O que cobrei dele foi uma atitude, e a primeira reação foi muito ruim. Depois ele se consertou, disse que iria apurar. Espero que neste novo governo, se o chefe de polícia ou qualquer delegado tentar usar esse expediente, o governador tenha autoridade para dizer que isso não é admissível num sistema democrático. Eu queria dele uma postura, senão é conivência.

O senhor ironizou nas redes uma declaração de Castro, que em entrevista ao GLOBO, ontem, reclamou de não ser seguido por Bolsonaro e outros políticos nas redes sociais. Castro foi menosprezado por vocês, como ele mesmo diz?

Não tenho nenhuma formação em psicoterapia. Mas tem uma coisa ali de afirmação. Eu sempre o tratei com muito carinho, não o menosprezo, e da próxima vez que encontrá-lo vou dar um abraço apertado e carinhoso. Na verdade, quando eu posto que sigo ele no Instagram e no Twitter, algo que já fazia desde antes de virar prefeito, estou tentando trazê-lo para o meu campo político, para ganhar apoio dele para o Lula e depois para a minha reeleição.

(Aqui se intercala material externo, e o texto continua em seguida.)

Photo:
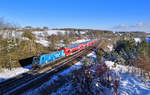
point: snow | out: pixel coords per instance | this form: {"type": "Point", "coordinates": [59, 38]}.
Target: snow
{"type": "Point", "coordinates": [50, 32]}
{"type": "Point", "coordinates": [110, 47]}
{"type": "Point", "coordinates": [137, 40]}
{"type": "Point", "coordinates": [64, 73]}
{"type": "Point", "coordinates": [43, 42]}
{"type": "Point", "coordinates": [80, 41]}
{"type": "Point", "coordinates": [130, 84]}
{"type": "Point", "coordinates": [54, 78]}
{"type": "Point", "coordinates": [6, 74]}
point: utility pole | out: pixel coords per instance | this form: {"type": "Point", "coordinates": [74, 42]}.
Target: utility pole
{"type": "Point", "coordinates": [11, 45]}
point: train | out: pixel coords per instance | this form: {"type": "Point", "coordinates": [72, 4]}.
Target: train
{"type": "Point", "coordinates": [43, 59]}
{"type": "Point", "coordinates": [148, 39]}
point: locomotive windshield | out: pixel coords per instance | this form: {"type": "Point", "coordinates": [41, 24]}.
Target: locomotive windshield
{"type": "Point", "coordinates": [36, 59]}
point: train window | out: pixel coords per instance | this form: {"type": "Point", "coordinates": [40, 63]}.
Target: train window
{"type": "Point", "coordinates": [68, 51]}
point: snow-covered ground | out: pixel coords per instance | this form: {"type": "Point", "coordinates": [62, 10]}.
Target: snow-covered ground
{"type": "Point", "coordinates": [80, 41]}
{"type": "Point", "coordinates": [129, 84]}
{"type": "Point", "coordinates": [56, 77]}
{"type": "Point", "coordinates": [137, 40]}
{"type": "Point", "coordinates": [6, 74]}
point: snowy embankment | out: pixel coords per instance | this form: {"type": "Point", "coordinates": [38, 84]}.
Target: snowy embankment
{"type": "Point", "coordinates": [57, 77]}
{"type": "Point", "coordinates": [130, 84]}
{"type": "Point", "coordinates": [6, 74]}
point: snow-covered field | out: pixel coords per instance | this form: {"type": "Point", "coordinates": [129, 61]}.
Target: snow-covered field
{"type": "Point", "coordinates": [6, 74]}
{"type": "Point", "coordinates": [130, 84]}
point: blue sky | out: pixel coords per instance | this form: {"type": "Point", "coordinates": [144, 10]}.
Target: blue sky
{"type": "Point", "coordinates": [95, 14]}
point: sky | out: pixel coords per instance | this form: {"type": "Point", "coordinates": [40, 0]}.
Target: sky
{"type": "Point", "coordinates": [124, 15]}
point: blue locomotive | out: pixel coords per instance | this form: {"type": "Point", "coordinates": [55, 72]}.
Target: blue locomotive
{"type": "Point", "coordinates": [41, 60]}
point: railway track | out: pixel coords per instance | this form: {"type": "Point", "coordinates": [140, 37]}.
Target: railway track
{"type": "Point", "coordinates": [31, 78]}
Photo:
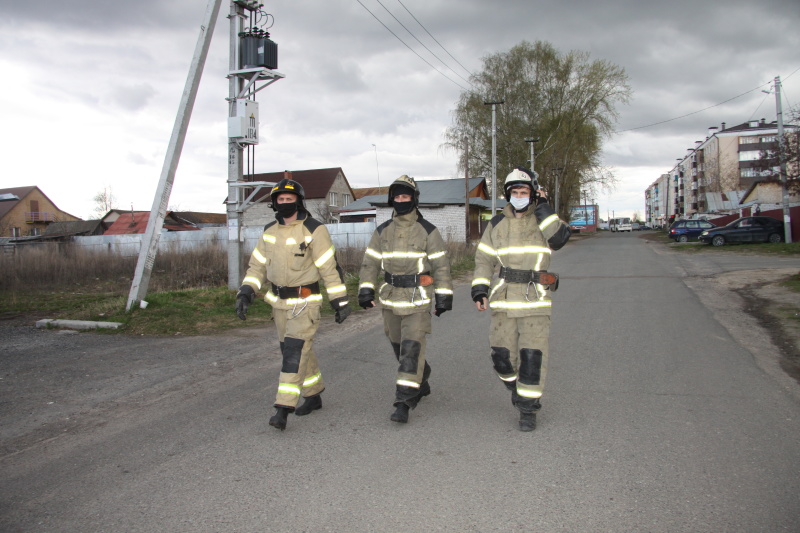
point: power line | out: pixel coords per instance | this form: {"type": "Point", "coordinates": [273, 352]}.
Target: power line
{"type": "Point", "coordinates": [420, 42]}
{"type": "Point", "coordinates": [406, 45]}
{"type": "Point", "coordinates": [694, 112]}
{"type": "Point", "coordinates": [709, 107]}
{"type": "Point", "coordinates": [434, 38]}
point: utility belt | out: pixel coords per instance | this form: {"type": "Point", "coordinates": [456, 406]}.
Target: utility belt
{"type": "Point", "coordinates": [541, 277]}
{"type": "Point", "coordinates": [408, 280]}
{"type": "Point", "coordinates": [303, 291]}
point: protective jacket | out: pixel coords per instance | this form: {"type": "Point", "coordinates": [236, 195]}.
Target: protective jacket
{"type": "Point", "coordinates": [407, 245]}
{"type": "Point", "coordinates": [292, 257]}
{"type": "Point", "coordinates": [522, 244]}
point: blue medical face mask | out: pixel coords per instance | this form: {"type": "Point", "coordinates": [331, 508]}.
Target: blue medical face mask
{"type": "Point", "coordinates": [286, 210]}
{"type": "Point", "coordinates": [520, 204]}
{"type": "Point", "coordinates": [403, 207]}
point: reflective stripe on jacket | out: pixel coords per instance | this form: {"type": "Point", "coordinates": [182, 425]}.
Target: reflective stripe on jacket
{"type": "Point", "coordinates": [291, 255]}
{"type": "Point", "coordinates": [406, 244]}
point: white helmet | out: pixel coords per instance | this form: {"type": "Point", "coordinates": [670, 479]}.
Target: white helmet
{"type": "Point", "coordinates": [521, 176]}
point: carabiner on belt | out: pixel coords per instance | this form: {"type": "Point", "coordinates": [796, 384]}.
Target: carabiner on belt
{"type": "Point", "coordinates": [528, 289]}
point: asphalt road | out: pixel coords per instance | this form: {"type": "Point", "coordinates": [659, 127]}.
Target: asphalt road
{"type": "Point", "coordinates": [655, 418]}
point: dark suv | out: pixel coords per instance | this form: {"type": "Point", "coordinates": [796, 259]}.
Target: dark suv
{"type": "Point", "coordinates": [747, 229]}
{"type": "Point", "coordinates": [687, 230]}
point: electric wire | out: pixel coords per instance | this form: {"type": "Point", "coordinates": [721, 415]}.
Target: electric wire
{"type": "Point", "coordinates": [694, 112]}
{"type": "Point", "coordinates": [715, 105]}
{"type": "Point", "coordinates": [420, 42]}
{"type": "Point", "coordinates": [436, 40]}
{"type": "Point", "coordinates": [407, 46]}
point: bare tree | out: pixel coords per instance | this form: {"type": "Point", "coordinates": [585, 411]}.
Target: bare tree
{"type": "Point", "coordinates": [104, 201]}
{"type": "Point", "coordinates": [566, 100]}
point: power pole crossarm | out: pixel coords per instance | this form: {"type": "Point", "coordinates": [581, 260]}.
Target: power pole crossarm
{"type": "Point", "coordinates": [149, 248]}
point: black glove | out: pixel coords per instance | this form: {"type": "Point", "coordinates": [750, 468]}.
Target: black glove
{"type": "Point", "coordinates": [479, 292]}
{"type": "Point", "coordinates": [366, 297]}
{"type": "Point", "coordinates": [342, 309]}
{"type": "Point", "coordinates": [244, 298]}
{"type": "Point", "coordinates": [444, 302]}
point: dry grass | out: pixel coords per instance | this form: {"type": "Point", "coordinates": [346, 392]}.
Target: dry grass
{"type": "Point", "coordinates": [65, 267]}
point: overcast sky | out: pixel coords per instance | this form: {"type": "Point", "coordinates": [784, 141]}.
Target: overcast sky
{"type": "Point", "coordinates": [90, 89]}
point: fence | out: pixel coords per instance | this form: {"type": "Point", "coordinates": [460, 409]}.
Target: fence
{"type": "Point", "coordinates": [349, 235]}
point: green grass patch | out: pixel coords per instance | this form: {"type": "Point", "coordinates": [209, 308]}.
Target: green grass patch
{"type": "Point", "coordinates": [779, 249]}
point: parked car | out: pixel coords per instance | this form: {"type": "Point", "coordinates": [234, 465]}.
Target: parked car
{"type": "Point", "coordinates": [688, 230]}
{"type": "Point", "coordinates": [747, 229]}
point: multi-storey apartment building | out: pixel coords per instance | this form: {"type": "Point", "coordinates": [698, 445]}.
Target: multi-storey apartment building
{"type": "Point", "coordinates": [712, 176]}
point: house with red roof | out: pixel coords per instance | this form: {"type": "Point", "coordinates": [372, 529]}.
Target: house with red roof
{"type": "Point", "coordinates": [27, 211]}
{"type": "Point", "coordinates": [327, 192]}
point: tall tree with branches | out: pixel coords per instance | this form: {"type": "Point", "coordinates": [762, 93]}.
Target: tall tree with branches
{"type": "Point", "coordinates": [566, 100]}
{"type": "Point", "coordinates": [104, 201]}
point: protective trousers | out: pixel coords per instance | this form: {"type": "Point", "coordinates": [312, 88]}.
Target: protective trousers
{"type": "Point", "coordinates": [519, 354]}
{"type": "Point", "coordinates": [300, 374]}
{"type": "Point", "coordinates": [406, 333]}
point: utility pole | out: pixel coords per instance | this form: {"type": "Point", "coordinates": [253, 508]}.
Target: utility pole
{"type": "Point", "coordinates": [466, 189]}
{"type": "Point", "coordinates": [242, 80]}
{"type": "Point", "coordinates": [494, 153]}
{"type": "Point", "coordinates": [149, 247]}
{"type": "Point", "coordinates": [787, 219]}
{"type": "Point", "coordinates": [378, 170]}
{"type": "Point", "coordinates": [532, 140]}
{"type": "Point", "coordinates": [557, 172]}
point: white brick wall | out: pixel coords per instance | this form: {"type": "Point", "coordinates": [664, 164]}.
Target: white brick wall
{"type": "Point", "coordinates": [449, 219]}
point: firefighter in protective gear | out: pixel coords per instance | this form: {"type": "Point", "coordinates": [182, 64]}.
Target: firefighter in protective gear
{"type": "Point", "coordinates": [410, 255]}
{"type": "Point", "coordinates": [511, 278]}
{"type": "Point", "coordinates": [294, 253]}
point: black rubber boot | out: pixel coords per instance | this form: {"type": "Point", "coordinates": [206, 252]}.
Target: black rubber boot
{"type": "Point", "coordinates": [527, 421]}
{"type": "Point", "coordinates": [312, 403]}
{"type": "Point", "coordinates": [514, 397]}
{"type": "Point", "coordinates": [400, 414]}
{"type": "Point", "coordinates": [278, 420]}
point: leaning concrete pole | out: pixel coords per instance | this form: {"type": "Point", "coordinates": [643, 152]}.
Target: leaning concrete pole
{"type": "Point", "coordinates": [787, 219]}
{"type": "Point", "coordinates": [147, 252]}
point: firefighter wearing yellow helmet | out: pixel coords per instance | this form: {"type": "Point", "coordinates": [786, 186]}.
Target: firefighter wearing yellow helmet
{"type": "Point", "coordinates": [511, 278]}
{"type": "Point", "coordinates": [293, 254]}
{"type": "Point", "coordinates": [411, 254]}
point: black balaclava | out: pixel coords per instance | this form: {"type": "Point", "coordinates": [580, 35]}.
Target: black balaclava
{"type": "Point", "coordinates": [402, 208]}
{"type": "Point", "coordinates": [286, 210]}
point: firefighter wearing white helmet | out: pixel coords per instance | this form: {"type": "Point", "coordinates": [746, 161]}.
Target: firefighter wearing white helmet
{"type": "Point", "coordinates": [511, 279]}
{"type": "Point", "coordinates": [412, 255]}
{"type": "Point", "coordinates": [293, 254]}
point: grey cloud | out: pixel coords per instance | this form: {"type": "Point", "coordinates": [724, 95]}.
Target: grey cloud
{"type": "Point", "coordinates": [132, 97]}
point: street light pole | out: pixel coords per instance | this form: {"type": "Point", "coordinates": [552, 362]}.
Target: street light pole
{"type": "Point", "coordinates": [376, 165]}
{"type": "Point", "coordinates": [532, 140]}
{"type": "Point", "coordinates": [557, 172]}
{"type": "Point", "coordinates": [494, 153]}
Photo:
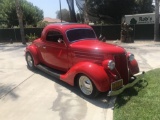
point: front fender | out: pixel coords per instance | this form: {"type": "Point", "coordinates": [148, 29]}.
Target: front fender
{"type": "Point", "coordinates": [32, 49]}
{"type": "Point", "coordinates": [95, 72]}
{"type": "Point", "coordinates": [133, 67]}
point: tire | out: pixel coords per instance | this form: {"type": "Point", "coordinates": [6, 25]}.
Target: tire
{"type": "Point", "coordinates": [30, 61]}
{"type": "Point", "coordinates": [87, 87]}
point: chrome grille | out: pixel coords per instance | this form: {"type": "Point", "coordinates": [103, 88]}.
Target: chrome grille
{"type": "Point", "coordinates": [122, 67]}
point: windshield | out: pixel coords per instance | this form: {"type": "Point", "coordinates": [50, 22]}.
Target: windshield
{"type": "Point", "coordinates": [79, 34]}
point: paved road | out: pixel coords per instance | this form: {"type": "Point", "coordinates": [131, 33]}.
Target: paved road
{"type": "Point", "coordinates": [27, 95]}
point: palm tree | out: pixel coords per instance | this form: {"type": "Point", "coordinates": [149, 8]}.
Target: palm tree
{"type": "Point", "coordinates": [20, 19]}
{"type": "Point", "coordinates": [156, 25]}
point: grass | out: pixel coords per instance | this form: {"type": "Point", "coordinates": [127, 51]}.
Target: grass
{"type": "Point", "coordinates": [141, 102]}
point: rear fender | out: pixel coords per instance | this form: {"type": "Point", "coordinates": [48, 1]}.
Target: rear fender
{"type": "Point", "coordinates": [32, 49]}
{"type": "Point", "coordinates": [95, 72]}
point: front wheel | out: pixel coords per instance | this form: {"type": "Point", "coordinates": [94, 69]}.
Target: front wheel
{"type": "Point", "coordinates": [87, 87]}
{"type": "Point", "coordinates": [30, 61]}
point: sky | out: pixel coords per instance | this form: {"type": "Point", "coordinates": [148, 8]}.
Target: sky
{"type": "Point", "coordinates": [49, 7]}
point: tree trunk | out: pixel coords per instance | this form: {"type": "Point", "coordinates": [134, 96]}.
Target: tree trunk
{"type": "Point", "coordinates": [86, 18]}
{"type": "Point", "coordinates": [20, 19]}
{"type": "Point", "coordinates": [156, 25]}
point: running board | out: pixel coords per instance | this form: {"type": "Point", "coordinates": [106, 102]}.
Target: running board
{"type": "Point", "coordinates": [50, 71]}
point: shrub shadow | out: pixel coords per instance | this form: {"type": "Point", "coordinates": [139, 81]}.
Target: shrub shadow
{"type": "Point", "coordinates": [7, 90]}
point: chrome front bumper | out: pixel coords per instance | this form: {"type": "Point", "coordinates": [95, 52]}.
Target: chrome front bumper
{"type": "Point", "coordinates": [116, 92]}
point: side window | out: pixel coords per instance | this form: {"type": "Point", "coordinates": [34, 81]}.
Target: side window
{"type": "Point", "coordinates": [54, 36]}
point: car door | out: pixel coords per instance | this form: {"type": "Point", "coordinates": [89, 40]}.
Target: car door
{"type": "Point", "coordinates": [56, 55]}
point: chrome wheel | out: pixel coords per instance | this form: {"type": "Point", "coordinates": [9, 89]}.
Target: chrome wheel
{"type": "Point", "coordinates": [30, 61]}
{"type": "Point", "coordinates": [85, 85]}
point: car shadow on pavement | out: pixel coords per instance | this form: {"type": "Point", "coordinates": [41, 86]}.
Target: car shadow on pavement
{"type": "Point", "coordinates": [8, 90]}
{"type": "Point", "coordinates": [126, 96]}
{"type": "Point", "coordinates": [10, 48]}
{"type": "Point", "coordinates": [102, 100]}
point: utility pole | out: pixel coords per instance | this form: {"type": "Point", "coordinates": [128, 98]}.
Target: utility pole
{"type": "Point", "coordinates": [156, 24]}
{"type": "Point", "coordinates": [20, 19]}
{"type": "Point", "coordinates": [60, 9]}
{"type": "Point", "coordinates": [86, 18]}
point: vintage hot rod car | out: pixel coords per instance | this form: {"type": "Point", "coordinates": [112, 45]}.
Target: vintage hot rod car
{"type": "Point", "coordinates": [72, 53]}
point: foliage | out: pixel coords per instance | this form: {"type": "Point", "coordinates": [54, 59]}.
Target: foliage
{"type": "Point", "coordinates": [42, 24]}
{"type": "Point", "coordinates": [140, 102]}
{"type": "Point", "coordinates": [113, 10]}
{"type": "Point", "coordinates": [31, 14]}
{"type": "Point", "coordinates": [65, 15]}
{"type": "Point", "coordinates": [31, 37]}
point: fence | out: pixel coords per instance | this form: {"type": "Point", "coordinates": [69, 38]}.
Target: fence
{"type": "Point", "coordinates": [111, 32]}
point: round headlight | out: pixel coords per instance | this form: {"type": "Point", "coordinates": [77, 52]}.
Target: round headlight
{"type": "Point", "coordinates": [131, 57]}
{"type": "Point", "coordinates": [111, 64]}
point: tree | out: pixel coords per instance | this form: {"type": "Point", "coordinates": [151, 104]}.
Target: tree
{"type": "Point", "coordinates": [156, 25]}
{"type": "Point", "coordinates": [65, 15]}
{"type": "Point", "coordinates": [72, 11]}
{"type": "Point", "coordinates": [144, 6]}
{"type": "Point", "coordinates": [31, 14]}
{"type": "Point", "coordinates": [112, 11]}
{"type": "Point", "coordinates": [20, 19]}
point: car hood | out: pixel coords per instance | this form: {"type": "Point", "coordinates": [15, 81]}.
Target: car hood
{"type": "Point", "coordinates": [96, 46]}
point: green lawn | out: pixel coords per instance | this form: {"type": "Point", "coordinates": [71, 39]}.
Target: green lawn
{"type": "Point", "coordinates": [141, 102]}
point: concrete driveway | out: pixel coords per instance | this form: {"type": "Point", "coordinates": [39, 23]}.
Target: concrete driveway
{"type": "Point", "coordinates": [27, 95]}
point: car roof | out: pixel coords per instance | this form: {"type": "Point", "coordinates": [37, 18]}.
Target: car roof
{"type": "Point", "coordinates": [66, 26]}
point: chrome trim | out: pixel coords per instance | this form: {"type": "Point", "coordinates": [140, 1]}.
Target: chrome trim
{"type": "Point", "coordinates": [116, 92]}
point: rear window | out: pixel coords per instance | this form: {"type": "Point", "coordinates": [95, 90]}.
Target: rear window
{"type": "Point", "coordinates": [79, 34]}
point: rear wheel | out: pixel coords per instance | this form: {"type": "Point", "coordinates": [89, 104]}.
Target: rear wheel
{"type": "Point", "coordinates": [30, 61]}
{"type": "Point", "coordinates": [87, 87]}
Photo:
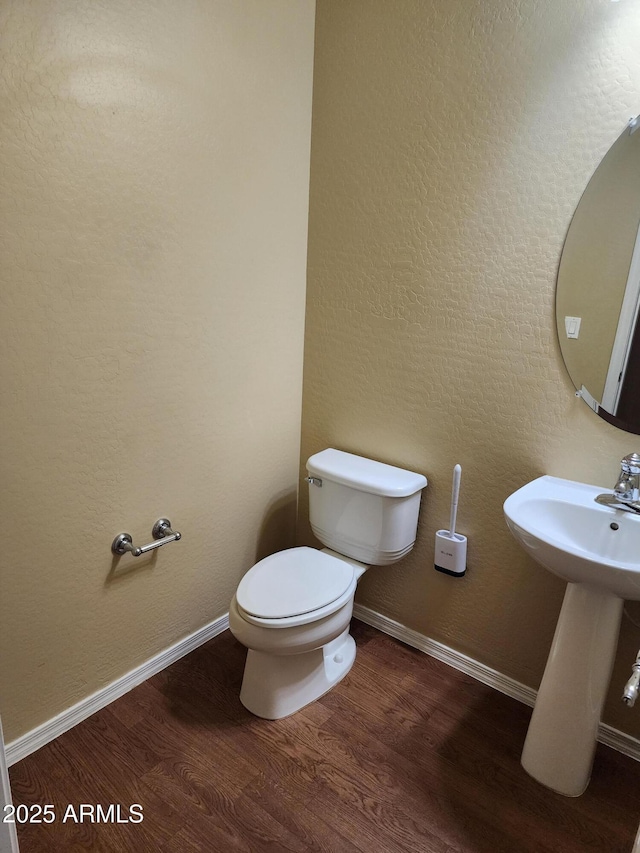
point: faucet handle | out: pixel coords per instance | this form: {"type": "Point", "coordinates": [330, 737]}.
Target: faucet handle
{"type": "Point", "coordinates": [631, 464]}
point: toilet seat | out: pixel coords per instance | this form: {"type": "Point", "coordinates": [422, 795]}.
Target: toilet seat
{"type": "Point", "coordinates": [294, 587]}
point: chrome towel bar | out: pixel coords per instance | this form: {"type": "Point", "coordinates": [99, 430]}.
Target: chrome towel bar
{"type": "Point", "coordinates": [162, 534]}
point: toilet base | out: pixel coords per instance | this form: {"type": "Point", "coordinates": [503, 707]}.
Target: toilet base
{"type": "Point", "coordinates": [275, 686]}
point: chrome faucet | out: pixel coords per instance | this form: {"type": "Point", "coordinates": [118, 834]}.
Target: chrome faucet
{"type": "Point", "coordinates": [626, 492]}
{"type": "Point", "coordinates": [627, 489]}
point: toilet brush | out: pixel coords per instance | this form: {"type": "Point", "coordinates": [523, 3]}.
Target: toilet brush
{"type": "Point", "coordinates": [451, 547]}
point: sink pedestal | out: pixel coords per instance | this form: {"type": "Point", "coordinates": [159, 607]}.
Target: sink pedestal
{"type": "Point", "coordinates": [561, 740]}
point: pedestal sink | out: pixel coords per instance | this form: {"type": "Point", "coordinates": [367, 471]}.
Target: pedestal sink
{"type": "Point", "coordinates": [596, 549]}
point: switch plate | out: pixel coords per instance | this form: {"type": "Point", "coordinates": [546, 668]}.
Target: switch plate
{"type": "Point", "coordinates": [572, 325]}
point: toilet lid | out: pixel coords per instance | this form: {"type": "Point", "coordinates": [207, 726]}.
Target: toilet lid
{"type": "Point", "coordinates": [293, 582]}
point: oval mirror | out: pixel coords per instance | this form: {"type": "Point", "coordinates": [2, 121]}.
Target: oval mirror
{"type": "Point", "coordinates": [598, 290]}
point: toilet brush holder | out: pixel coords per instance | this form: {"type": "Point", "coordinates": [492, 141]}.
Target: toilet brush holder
{"type": "Point", "coordinates": [451, 553]}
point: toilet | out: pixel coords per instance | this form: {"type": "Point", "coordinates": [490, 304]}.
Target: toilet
{"type": "Point", "coordinates": [293, 609]}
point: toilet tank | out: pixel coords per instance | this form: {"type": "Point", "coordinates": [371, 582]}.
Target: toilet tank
{"type": "Point", "coordinates": [363, 509]}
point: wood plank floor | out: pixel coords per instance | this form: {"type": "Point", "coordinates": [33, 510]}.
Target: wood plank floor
{"type": "Point", "coordinates": [406, 754]}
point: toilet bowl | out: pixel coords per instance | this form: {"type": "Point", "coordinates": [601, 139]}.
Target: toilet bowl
{"type": "Point", "coordinates": [292, 610]}
{"type": "Point", "coordinates": [295, 623]}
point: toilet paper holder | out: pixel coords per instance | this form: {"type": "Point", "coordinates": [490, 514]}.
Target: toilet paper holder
{"type": "Point", "coordinates": [161, 532]}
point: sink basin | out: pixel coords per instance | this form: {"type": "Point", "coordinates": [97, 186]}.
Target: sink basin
{"type": "Point", "coordinates": [596, 549]}
{"type": "Point", "coordinates": [561, 526]}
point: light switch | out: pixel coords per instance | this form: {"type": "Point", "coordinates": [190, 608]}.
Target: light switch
{"type": "Point", "coordinates": [572, 325]}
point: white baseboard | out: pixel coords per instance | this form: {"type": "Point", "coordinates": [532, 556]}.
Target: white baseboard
{"type": "Point", "coordinates": [38, 737]}
{"type": "Point", "coordinates": [606, 734]}
{"type": "Point", "coordinates": [33, 740]}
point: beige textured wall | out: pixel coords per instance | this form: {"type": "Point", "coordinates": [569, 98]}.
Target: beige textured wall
{"type": "Point", "coordinates": [451, 143]}
{"type": "Point", "coordinates": [155, 160]}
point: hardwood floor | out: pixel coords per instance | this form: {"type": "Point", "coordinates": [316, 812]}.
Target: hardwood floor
{"type": "Point", "coordinates": [406, 754]}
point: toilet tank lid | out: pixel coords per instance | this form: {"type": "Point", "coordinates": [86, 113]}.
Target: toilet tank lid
{"type": "Point", "coordinates": [365, 474]}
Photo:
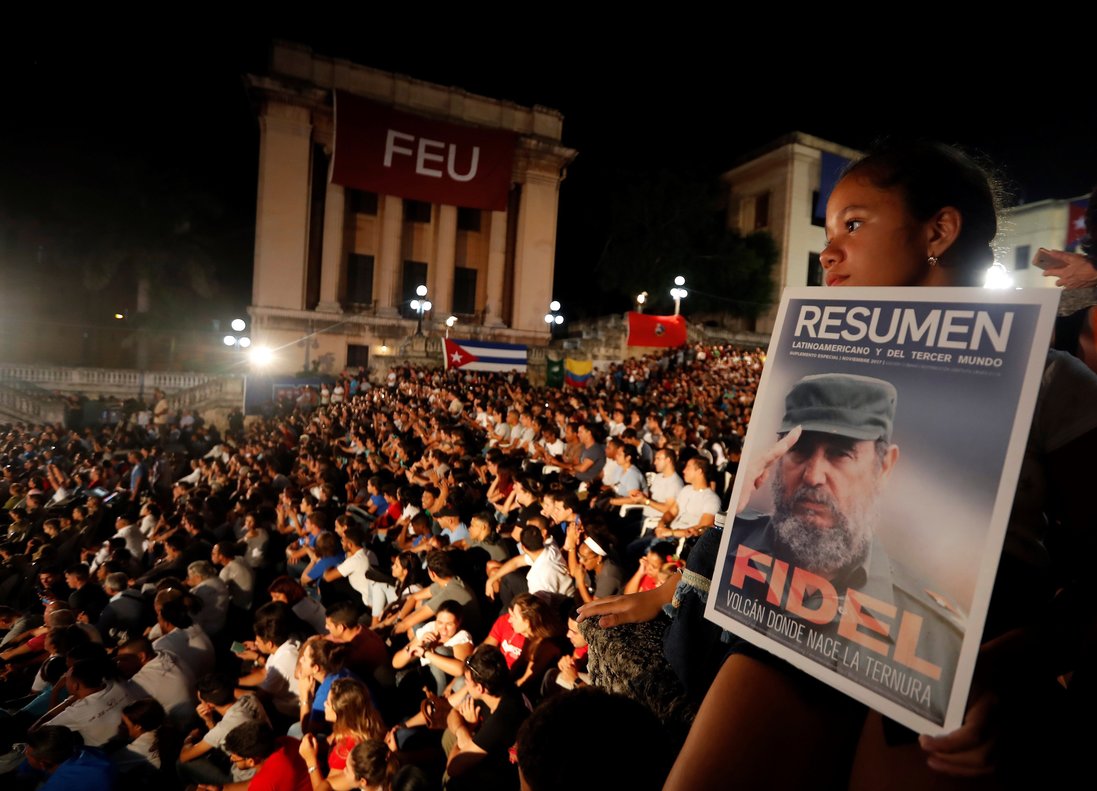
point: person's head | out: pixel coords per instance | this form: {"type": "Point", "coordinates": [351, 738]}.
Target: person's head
{"type": "Point", "coordinates": [351, 710]}
{"type": "Point", "coordinates": [51, 746]}
{"type": "Point", "coordinates": [629, 730]}
{"type": "Point", "coordinates": [342, 621]}
{"type": "Point", "coordinates": [250, 744]}
{"type": "Point", "coordinates": [286, 590]}
{"type": "Point", "coordinates": [143, 715]}
{"type": "Point", "coordinates": [217, 689]}
{"type": "Point", "coordinates": [134, 654]}
{"type": "Point", "coordinates": [199, 572]}
{"type": "Point", "coordinates": [448, 619]}
{"type": "Point", "coordinates": [592, 552]}
{"type": "Point", "coordinates": [911, 214]}
{"type": "Point", "coordinates": [323, 657]}
{"type": "Point", "coordinates": [370, 765]}
{"type": "Point", "coordinates": [486, 673]}
{"type": "Point", "coordinates": [826, 487]}
{"type": "Point", "coordinates": [532, 618]}
{"type": "Point", "coordinates": [440, 565]}
{"type": "Point", "coordinates": [665, 460]}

Mas ele disse uma verdade sobre o (o deputado federal e ex-presidente da Câmara) Rodrigo Maia (PSDB): não é só o Cláudio, todos nós reclamamos que ele não larga a porcaria do celular quando está conversando conosco. Não se sinta menosprezado por isso.

Castro disse na entrevista que o grupo político dele vai lançar candidato em 2024 contra o senhor…

Ele tem todo o direito. Sou candidatíssimo em 2024. Não existe essa história de não se colocar para a reeleição, acho que é quase uma obrigação, e o que decide isso é você ser bem avaliado. E não sou candidato ao governo em 2026.

Promete?

Quer que eu faça o quê, vá ao cartório? Não existe isso de “eu prometo” não concorrer.

As pesquisas têm apontado uma avaliação ruim de seu governo, em meio a crises como a do transporte. Acredita que isso prejudicou a eleição de deputados do PSD no Rio (o partido do prefeito só elegeu quatro parlamentares, quando a expectativa era de sete)?

Estamos reconstruindo o transporte, isso demora um tempo. O primeiro ano foi de arrumar a casa. Em dezembro vou reabrir a Transolímpica completa, e depois a Transcarioca, em fevereiro. A Transoeste está passando por obras, a Transbrasil com um terminal, só mais para o final do ano que vem. Vou deixar para as pessoas julgarem. Não acho que o problema seja a avaliação. Talvez falte musculatura fora da cidade para mim. Eu não tinha obra para oferecer na Baixada e no interior, muito menos cargo no Ceperj.